The area surrounding this marker was known as “Sycamore Hollow.” Daniel Boone and his small gropu camped here ca. April 1, 1775, and began construction of rough log huts. When Col. Richard Henderson arrived on April 20, 1775, fear of flooding caused him to have the location of the fort moved 300 yards to higher grounds.
We ran no risk of flooding during our dry stay, but it was an incredible feeling to camp on the very same steps where Daniel Boone once laid his head.
Of course, at Boonesborough, history is everywhere.
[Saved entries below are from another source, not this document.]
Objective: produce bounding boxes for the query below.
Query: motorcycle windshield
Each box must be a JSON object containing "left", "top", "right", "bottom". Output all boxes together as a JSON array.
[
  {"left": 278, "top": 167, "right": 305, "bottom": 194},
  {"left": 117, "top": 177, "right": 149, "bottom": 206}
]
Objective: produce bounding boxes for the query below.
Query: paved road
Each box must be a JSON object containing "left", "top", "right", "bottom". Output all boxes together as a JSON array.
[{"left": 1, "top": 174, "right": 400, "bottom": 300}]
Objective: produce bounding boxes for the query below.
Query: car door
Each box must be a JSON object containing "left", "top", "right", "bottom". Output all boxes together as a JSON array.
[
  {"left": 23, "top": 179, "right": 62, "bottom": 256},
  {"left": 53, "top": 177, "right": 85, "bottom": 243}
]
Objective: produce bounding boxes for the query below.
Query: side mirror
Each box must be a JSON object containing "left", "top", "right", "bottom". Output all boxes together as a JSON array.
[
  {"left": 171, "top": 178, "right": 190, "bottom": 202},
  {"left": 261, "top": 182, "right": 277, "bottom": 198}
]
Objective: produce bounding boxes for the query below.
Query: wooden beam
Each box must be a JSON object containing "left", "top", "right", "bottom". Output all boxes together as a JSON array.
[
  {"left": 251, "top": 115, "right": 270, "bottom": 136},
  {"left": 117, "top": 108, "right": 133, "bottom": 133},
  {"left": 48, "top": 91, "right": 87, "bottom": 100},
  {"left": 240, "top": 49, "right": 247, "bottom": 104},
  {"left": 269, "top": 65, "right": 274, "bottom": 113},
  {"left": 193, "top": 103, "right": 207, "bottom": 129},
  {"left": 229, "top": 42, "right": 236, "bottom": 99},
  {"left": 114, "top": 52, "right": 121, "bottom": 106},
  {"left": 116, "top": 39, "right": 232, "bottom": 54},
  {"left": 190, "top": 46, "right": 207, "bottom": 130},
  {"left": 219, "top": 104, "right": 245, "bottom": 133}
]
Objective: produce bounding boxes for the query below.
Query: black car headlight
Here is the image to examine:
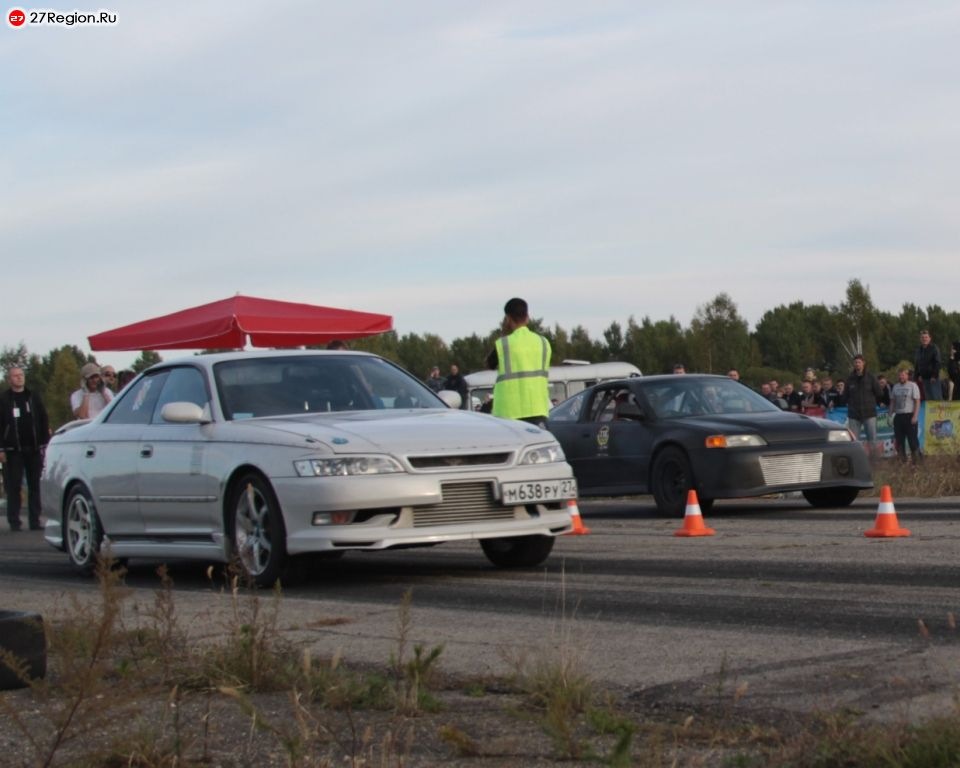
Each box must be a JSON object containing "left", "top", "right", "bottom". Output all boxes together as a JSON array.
[
  {"left": 705, "top": 434, "right": 767, "bottom": 448},
  {"left": 827, "top": 430, "right": 854, "bottom": 442}
]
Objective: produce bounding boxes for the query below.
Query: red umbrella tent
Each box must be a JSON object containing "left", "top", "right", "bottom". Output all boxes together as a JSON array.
[{"left": 88, "top": 295, "right": 393, "bottom": 351}]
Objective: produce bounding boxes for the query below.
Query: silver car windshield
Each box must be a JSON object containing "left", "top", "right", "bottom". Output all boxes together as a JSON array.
[{"left": 214, "top": 355, "right": 444, "bottom": 419}]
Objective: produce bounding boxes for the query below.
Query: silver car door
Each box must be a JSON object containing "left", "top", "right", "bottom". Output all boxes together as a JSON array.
[{"left": 137, "top": 366, "right": 220, "bottom": 537}]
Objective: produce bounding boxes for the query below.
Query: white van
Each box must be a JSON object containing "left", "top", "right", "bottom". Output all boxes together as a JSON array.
[{"left": 464, "top": 361, "right": 642, "bottom": 410}]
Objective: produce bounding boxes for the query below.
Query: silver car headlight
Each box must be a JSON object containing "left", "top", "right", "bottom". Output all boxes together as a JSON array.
[
  {"left": 705, "top": 434, "right": 767, "bottom": 448},
  {"left": 294, "top": 456, "right": 404, "bottom": 477},
  {"left": 827, "top": 429, "right": 854, "bottom": 442},
  {"left": 518, "top": 443, "right": 566, "bottom": 465}
]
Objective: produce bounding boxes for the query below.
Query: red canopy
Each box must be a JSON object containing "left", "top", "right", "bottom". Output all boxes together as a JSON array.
[{"left": 88, "top": 295, "right": 393, "bottom": 351}]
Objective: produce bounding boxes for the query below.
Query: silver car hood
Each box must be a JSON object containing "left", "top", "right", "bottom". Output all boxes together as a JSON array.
[{"left": 247, "top": 409, "right": 550, "bottom": 454}]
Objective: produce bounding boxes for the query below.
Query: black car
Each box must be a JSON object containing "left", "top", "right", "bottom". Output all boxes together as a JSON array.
[{"left": 547, "top": 374, "right": 872, "bottom": 515}]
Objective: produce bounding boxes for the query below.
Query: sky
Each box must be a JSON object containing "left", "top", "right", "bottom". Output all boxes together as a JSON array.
[{"left": 3, "top": 2, "right": 960, "bottom": 372}]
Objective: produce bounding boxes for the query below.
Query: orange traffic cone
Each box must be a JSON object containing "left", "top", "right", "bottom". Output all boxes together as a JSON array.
[
  {"left": 564, "top": 499, "right": 591, "bottom": 535},
  {"left": 864, "top": 485, "right": 910, "bottom": 538},
  {"left": 674, "top": 490, "right": 715, "bottom": 537}
]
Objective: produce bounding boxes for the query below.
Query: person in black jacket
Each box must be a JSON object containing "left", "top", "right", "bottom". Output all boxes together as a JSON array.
[
  {"left": 0, "top": 367, "right": 50, "bottom": 531},
  {"left": 947, "top": 341, "right": 960, "bottom": 402},
  {"left": 443, "top": 363, "right": 470, "bottom": 410},
  {"left": 914, "top": 329, "right": 942, "bottom": 400},
  {"left": 845, "top": 355, "right": 883, "bottom": 457}
]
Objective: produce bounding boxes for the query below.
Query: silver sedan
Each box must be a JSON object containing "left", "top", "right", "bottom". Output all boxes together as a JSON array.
[{"left": 41, "top": 351, "right": 578, "bottom": 585}]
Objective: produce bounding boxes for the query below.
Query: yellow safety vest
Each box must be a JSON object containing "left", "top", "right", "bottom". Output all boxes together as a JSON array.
[{"left": 492, "top": 326, "right": 552, "bottom": 419}]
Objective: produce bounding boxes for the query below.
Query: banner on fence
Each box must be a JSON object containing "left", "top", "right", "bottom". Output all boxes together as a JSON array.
[{"left": 921, "top": 400, "right": 960, "bottom": 456}]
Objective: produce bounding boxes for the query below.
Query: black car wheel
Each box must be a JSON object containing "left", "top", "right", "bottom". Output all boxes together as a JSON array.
[
  {"left": 651, "top": 446, "right": 696, "bottom": 516},
  {"left": 64, "top": 485, "right": 103, "bottom": 575},
  {"left": 481, "top": 535, "right": 555, "bottom": 568},
  {"left": 802, "top": 487, "right": 861, "bottom": 508},
  {"left": 0, "top": 611, "right": 46, "bottom": 690},
  {"left": 229, "top": 474, "right": 288, "bottom": 588}
]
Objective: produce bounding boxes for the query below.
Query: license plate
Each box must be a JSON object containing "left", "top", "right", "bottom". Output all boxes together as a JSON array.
[{"left": 501, "top": 478, "right": 578, "bottom": 504}]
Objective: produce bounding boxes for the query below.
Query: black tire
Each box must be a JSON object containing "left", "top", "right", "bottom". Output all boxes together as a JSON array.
[
  {"left": 64, "top": 485, "right": 103, "bottom": 575},
  {"left": 803, "top": 487, "right": 861, "bottom": 508},
  {"left": 0, "top": 611, "right": 46, "bottom": 690},
  {"left": 481, "top": 535, "right": 555, "bottom": 568},
  {"left": 228, "top": 474, "right": 288, "bottom": 588},
  {"left": 651, "top": 446, "right": 696, "bottom": 516}
]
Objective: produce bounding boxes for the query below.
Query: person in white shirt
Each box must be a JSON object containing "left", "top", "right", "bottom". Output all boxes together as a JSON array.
[
  {"left": 70, "top": 363, "right": 114, "bottom": 420},
  {"left": 890, "top": 367, "right": 922, "bottom": 463}
]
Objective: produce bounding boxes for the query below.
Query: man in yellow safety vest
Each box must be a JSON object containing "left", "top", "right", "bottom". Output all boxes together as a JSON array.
[{"left": 487, "top": 298, "right": 552, "bottom": 426}]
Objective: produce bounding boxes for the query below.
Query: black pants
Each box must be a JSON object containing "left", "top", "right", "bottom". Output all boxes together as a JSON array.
[
  {"left": 2, "top": 449, "right": 43, "bottom": 529},
  {"left": 892, "top": 413, "right": 921, "bottom": 462}
]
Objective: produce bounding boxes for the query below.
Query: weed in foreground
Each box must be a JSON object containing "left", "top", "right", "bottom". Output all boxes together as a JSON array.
[
  {"left": 389, "top": 589, "right": 445, "bottom": 715},
  {"left": 184, "top": 569, "right": 298, "bottom": 692}
]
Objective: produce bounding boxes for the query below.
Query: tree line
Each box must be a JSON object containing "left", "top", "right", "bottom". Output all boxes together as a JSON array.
[{"left": 4, "top": 280, "right": 959, "bottom": 431}]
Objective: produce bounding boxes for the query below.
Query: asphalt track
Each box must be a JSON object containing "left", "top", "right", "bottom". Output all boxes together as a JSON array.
[{"left": 2, "top": 495, "right": 959, "bottom": 722}]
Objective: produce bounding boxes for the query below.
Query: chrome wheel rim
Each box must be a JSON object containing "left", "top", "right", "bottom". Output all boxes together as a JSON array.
[
  {"left": 235, "top": 483, "right": 272, "bottom": 577},
  {"left": 67, "top": 494, "right": 93, "bottom": 565}
]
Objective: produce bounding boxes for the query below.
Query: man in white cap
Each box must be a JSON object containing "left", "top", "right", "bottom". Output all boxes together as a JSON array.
[{"left": 70, "top": 362, "right": 114, "bottom": 420}]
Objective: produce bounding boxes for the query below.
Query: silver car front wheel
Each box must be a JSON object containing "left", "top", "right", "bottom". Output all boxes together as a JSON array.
[
  {"left": 230, "top": 475, "right": 287, "bottom": 587},
  {"left": 65, "top": 486, "right": 102, "bottom": 575}
]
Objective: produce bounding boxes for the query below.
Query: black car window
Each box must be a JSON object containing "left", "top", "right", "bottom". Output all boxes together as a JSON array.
[
  {"left": 151, "top": 367, "right": 209, "bottom": 423},
  {"left": 587, "top": 388, "right": 619, "bottom": 422},
  {"left": 104, "top": 371, "right": 170, "bottom": 426},
  {"left": 549, "top": 391, "right": 586, "bottom": 422}
]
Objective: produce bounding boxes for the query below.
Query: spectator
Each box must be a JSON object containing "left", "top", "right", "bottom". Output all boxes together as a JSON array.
[
  {"left": 812, "top": 379, "right": 825, "bottom": 400},
  {"left": 326, "top": 340, "right": 349, "bottom": 350},
  {"left": 799, "top": 380, "right": 826, "bottom": 415},
  {"left": 890, "top": 367, "right": 922, "bottom": 463},
  {"left": 100, "top": 365, "right": 118, "bottom": 392},
  {"left": 488, "top": 297, "right": 552, "bottom": 427},
  {"left": 443, "top": 363, "right": 469, "bottom": 410},
  {"left": 760, "top": 382, "right": 778, "bottom": 403},
  {"left": 782, "top": 382, "right": 801, "bottom": 411},
  {"left": 914, "top": 329, "right": 942, "bottom": 400},
  {"left": 70, "top": 363, "right": 113, "bottom": 420},
  {"left": 727, "top": 368, "right": 740, "bottom": 381},
  {"left": 845, "top": 354, "right": 883, "bottom": 456},
  {"left": 117, "top": 369, "right": 136, "bottom": 390},
  {"left": 822, "top": 377, "right": 839, "bottom": 409},
  {"left": 834, "top": 379, "right": 848, "bottom": 407},
  {"left": 0, "top": 366, "right": 50, "bottom": 531},
  {"left": 947, "top": 341, "right": 960, "bottom": 402},
  {"left": 876, "top": 375, "right": 891, "bottom": 408},
  {"left": 425, "top": 366, "right": 444, "bottom": 393},
  {"left": 672, "top": 362, "right": 686, "bottom": 374}
]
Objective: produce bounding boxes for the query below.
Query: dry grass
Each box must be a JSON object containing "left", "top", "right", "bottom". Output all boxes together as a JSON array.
[{"left": 868, "top": 454, "right": 960, "bottom": 498}]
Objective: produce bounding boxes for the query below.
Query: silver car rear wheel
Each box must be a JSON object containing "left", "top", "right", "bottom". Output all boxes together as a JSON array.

The fort was the first town chartered in the Kentucky territory, in an act by the Virginia legislature in October 1779. It was established in 1775 by the Transylvania Company, the North Carolina outfit established by Richard Henderson. The Transylvania Company hired Boone to lead the expedition into the Kentucky wilderness.
|Illustration of Fort Boonesborough in 1778. George W. Ranck, 1901.|
In was on the banks of the Kentucky at Boonesborough that Boone’s daughter, Jemima, as well as the Callaway girls were kidnapped by an Indian raiding party and later rescued.
|The Kids Enjoying Fort Boonesborough in
Madison County. Author’s Collection.
Fast forward to 1974. In that year, the Commonwealth opened the recreated fort a short distance from where the original fort once stood. Now in its 40th year, the recreated fort remains in excellent condition and is well-operated for those visiting to learn of Kentucky’s history.
I hadn’t been to Fort Boonesborough since probably the fourth grade, but I found the living history museum to be engaging and utterly fascinating. Three settlers’ homes were laid out so that one could see how the settlement evolved with comforts being added over time. Craftsman were on hand to explain to adult and child alike the intricacies of gunsmithing, woodworking, and other trades.
|Walking the Trails at
And of course, the trails between campsite and fort made for great adventure!
Although we could certainly endeavor to improve our creature comforts at the campsite, the two kiddos and I had a successful and fun weekend of camping and exploring Kentucky’s early history. The campgrounds and fort are open year round, though the fort is only open on the weekends beginning November 1 (winter hours).
Like most of Kentucky, Fort Boonesborough is time well spent!